Created attachment 1910858 [details] ovn-controller logs Description of problem: Some ovn-controllers crash time to time, issuing following error in the logs: 2022-09-09T16:23:07.660Z|77029|util|EMER|controller/ofctrl.c:1203: assertion ovs_list_is_empty(&f->list_node) failed in flood_remove_flows_for_sb_uuid() It causes problems at scale because customer's southbound database is very large and chokes the southbound database with each reconnection.
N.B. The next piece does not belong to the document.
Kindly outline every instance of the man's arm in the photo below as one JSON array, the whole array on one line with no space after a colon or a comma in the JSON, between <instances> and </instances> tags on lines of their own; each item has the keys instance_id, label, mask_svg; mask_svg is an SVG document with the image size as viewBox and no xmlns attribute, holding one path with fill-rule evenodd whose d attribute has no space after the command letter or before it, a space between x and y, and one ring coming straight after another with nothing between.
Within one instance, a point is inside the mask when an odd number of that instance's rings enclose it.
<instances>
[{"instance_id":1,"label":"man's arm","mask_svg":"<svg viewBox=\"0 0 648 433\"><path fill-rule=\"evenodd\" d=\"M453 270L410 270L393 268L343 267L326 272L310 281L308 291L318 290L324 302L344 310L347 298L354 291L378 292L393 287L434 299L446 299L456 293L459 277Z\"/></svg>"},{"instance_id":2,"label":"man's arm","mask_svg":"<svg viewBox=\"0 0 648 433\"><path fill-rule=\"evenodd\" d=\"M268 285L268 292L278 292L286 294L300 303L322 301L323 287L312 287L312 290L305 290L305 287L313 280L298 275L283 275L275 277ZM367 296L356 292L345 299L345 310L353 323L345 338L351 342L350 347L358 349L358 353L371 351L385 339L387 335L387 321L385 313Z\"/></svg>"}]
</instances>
Version-Release number of selected component (if applicable): ovn2.13-20.12.0-192.el8fdp.x86_64 How reproducible: Intermittent Steps to Reproduce: 1. Unknown 2. 3. Actual results: Expected results: Additional info: coredump file is attached
Putting the stack trace here, so we don't loose it: #0 0x00007f0064b4070f in raise () from /lib64/libc.so.6 #1 0x00007f0064b2ab25 in abort () from /lib64/libc.so.6 #2 0x0000558157200954 in ovs_abort_valist (err_no=err_no@entry=0, format=format@entry=0x5581572eb850 "%s: assertion %s failed in %s()", args=args@entry=0x7fff877328e0) at lib/util.c:444 #3 0x0000558157208964 in vlog_abort_valist (module_=<optimized out>, message=0x5581572eb850 "%s: assertion %s failed in %s()", args=args@entry=0x7fff877328e0) at lib/vlog.c:1249 #4 0x0000558157208a0a in vlog_abort (module=module@entry=0x5581575b1900 <this_module>, message=message@entry=0x5581572eb850 "%s: assertion %s failed in %s()") at lib/vlog.c:1263 #5 0x000055815720066b in ovs_assert_failure (where=where@entry=0x5581572c654e "controller/ofctrl.c:1203", function=function@entry=0x5581572c6c00 <__func__.35103> "flood_remove_flows_for_sb_uuid", condition=condition@entry=0x5581572c6a08 "ovs_list_is_empty(&f->list_node)") at lib/util.c:86 #6 0x000055815712b302 in flood_remove_flows_for_sb_uuid (flow_table=flow_table@entry=0x558157cbfda0, sb_uuid=sb_uuid@entry=0x55824630af60, flood_remove_nodes=flood_remove_nodes@entry=0x7fff87732b60) at controller/ofctrl.c:1210 #7 0x000055815712b722 in ofctrl_flood_remove_flows (flow_table=0x558157cbfda0, flood_remove_nodes=flood_remove_nodes@entry=0x7fff87732b60) at controller/ofctrl.c:1267 #8 0x0000558157124aa4 in lflow_handle_changed_ref (ref_type=ref_type@entry=REF_TYPE_PORTBINDING, ref_name=ref_name@entry=0x7fff87732c00 "310_937", l_ctx_in=l_ctx_in@entry=0x7fff87732cc0, l_ctx_out=l_ctx_out@entry=0x7fff87732c70, changed=changed@entry=0x7fff87732bff) at controller/lflow.c:505 #9 0x00005581571270b9 in lflow_handle_flows_for_lport (pb=<optimized out>, l_ctx_in=l_ctx_in@entry=0x7fff87732cc0, l_ctx_out=l_ctx_out@entry=0x7fff87732c70) at controller/lflow.c:1931 #10 0x0000558157141b4e in lflow_output_runtime_data_handler (node=0x7fff87738210, data=<optimized out>) at controller/ovn-controller.c:2390 #11 0x000055815715e0fb in engine_compute (recompute_allowed=<optimized out>, node=<optimized out>) at lib/inc-proc-eng.c:353 #12 engine_run_node (recompute_allowed=true, node=0x7fff87738210) at lib/inc-proc-eng.c:402 #13 engine_run (recompute_allowed=recompute_allowed@entry=true) at lib/inc-proc-eng.c:427 #14 0x00005581571156fc in main (argc=<optimized out>, argv=<optimized out>) at controller/ovn-controller.c:3196
Does this still happen when you have enabled "ovn-monitor-all" again? If not we might have a potential fix. Still the fix is a bif of a guess as this seem to be almost impossible to reproduce.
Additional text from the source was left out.